Offene Briefe an denkende Menschen

 

Alljährlich schreibe ich einen "Offenen Brief an denkende Menschen", der von einer Tierschutzorganisation als Weihnachts - Gedankenanstoss verschickt und auch von Vegi-Aktivisten vor Metzereien verteilt wird.

Der folgende Gedanke stammt aus einem wunderbaren Buch von J.M. Coetzee („Das Leben der Tiere“)
Es ist eine Geschichte über eine alte Schriftstellerin, die eingeladen wurde, um an einer Universität eine Vorlesung zu halten.

„Ich kann nicht mehr sagen, wo ich mich befinde.
Es hat den Anschein, als bewegte ich mich völlig ungezwungen unter den Menschen, als hätte ich völlig normale Beziehungen zu ihnen.
Ist es denn möglich, frage ich mich, dass sie alle an einem Verbrechen unvorstellbaren Ausmasses teilhaben?
Phantasiere ich mir alles zusammen? Ich muss verrückt sein! Aber tagtäglich sehe ich die Beweise. Eben die Leute, die ich verdächtige, liefern den Beweis, stellen ihn zur Schau, bieten ihn mir an: Leichen. Leichenteile, die sie mit Geld gekauft haben.
Es ist, als würde ich Freunde besuchen und eine höfliche Bemerkung über ihre Lampe in ihrem Wohnzimmer machen, und sie würden sagen:

„Ja, sie ist nett, nicht wahr? sie ist aus polnisch-jüdischer Haut gefertigt, wir finden, die ist die beste Qualität.“ Und dann gehe ich ins Bad, und auf der Seifenhülle steht: "treblinka - 100% menschliches Stearin." Träume ich, frage ich mich? Was ist das für ein Haus? Doch ich träume nicht. Ich schaue in ihre Augen und ich sehe nur Freundlichkeit, menschliche Freundlichkeit.
Beruhige dich, sage ich mir. Du machst aus einer Mücke einen Elefanten. So ist das Leben. Alle anderen finden sich damit ab, warum kannst du es nicht? Warum kannst du es nicht?“


Eigentlich darf ich nicht..... Abfindung ist ein Zeichen des Einverstandenseins, ist heimliche Gutheissung, ist Unterstützung.

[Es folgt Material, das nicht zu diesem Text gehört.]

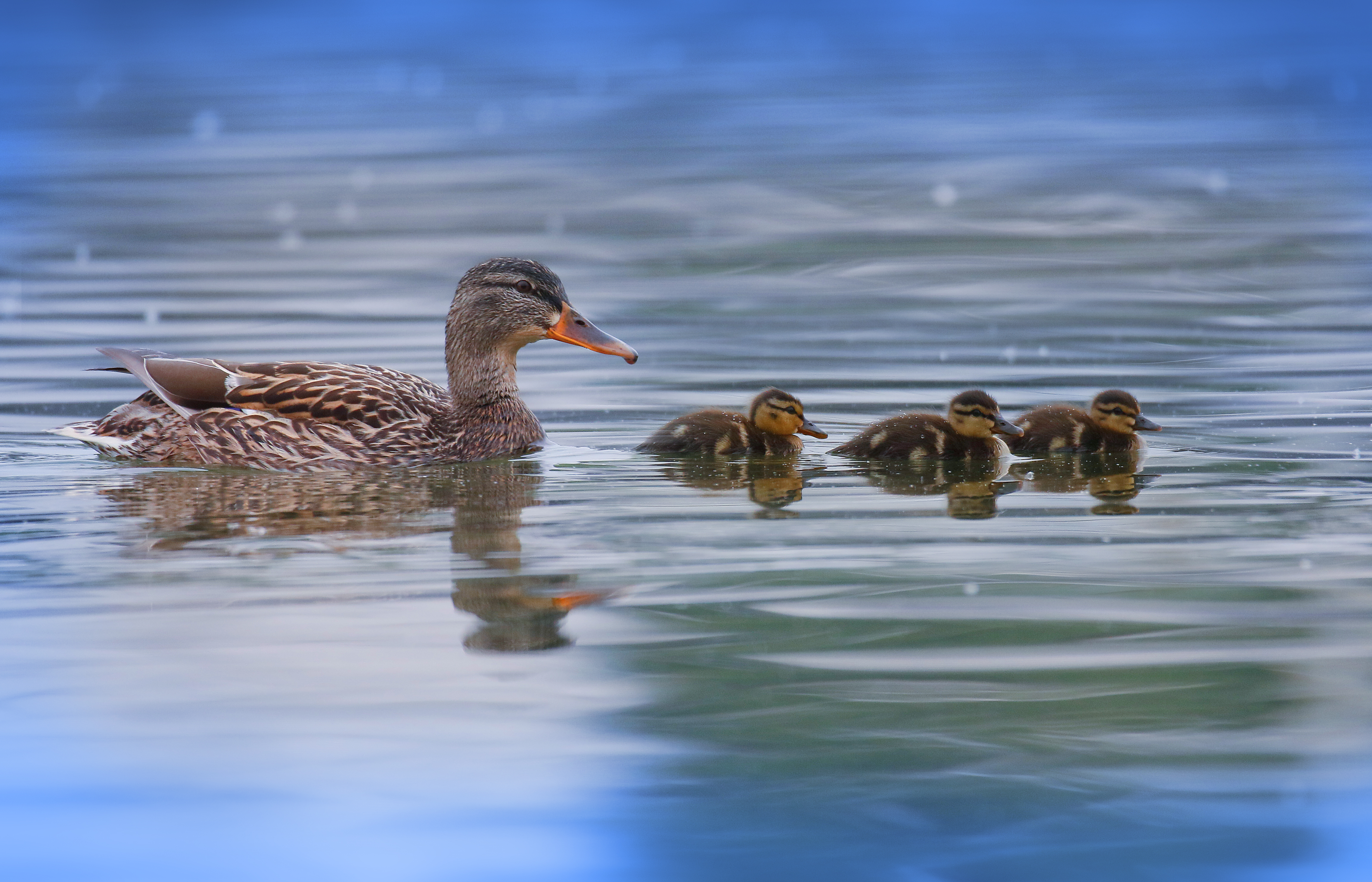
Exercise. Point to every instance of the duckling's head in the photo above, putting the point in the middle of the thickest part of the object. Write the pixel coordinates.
(976, 415)
(781, 413)
(1116, 411)
(511, 302)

Widerstand gegen gesellschaftlich akzeptiertes Unrecht ist die Grundlage des Wachseins. Dort, wo die Ungeheurlichkeit vom Kollektiv als zugehörig zum Alltag angesehen wird, ist der aufrüttelnde Hinweis nicht einfach nur mehr eine Möglichkeit unter vielen. Er ist ethische Pflicht. Eine Dringlichkeit des wachen Herzens.

 

Gäbe es beispielsweise Hörbücher mit Hitler, der Gedichte von Rainer Maria Rilke vorträgt – es fiele schwer, sie zu geniessen. Oder solche mit dem Inzestverbrecher von Amstetten, der Liebeslyrik liest oder Gute-Nacht-Geschichten für kleine Kinder. Es wäre abscheulich. Es geht eben nicht nur um die Kunst, sondern um den moralischen Status, den der Künstler und Vortragende lebt.
Fleischesser mögen liebe Menschen sein. Aber dieses ethische Fehlverhalten darf man nicht verharmlosen.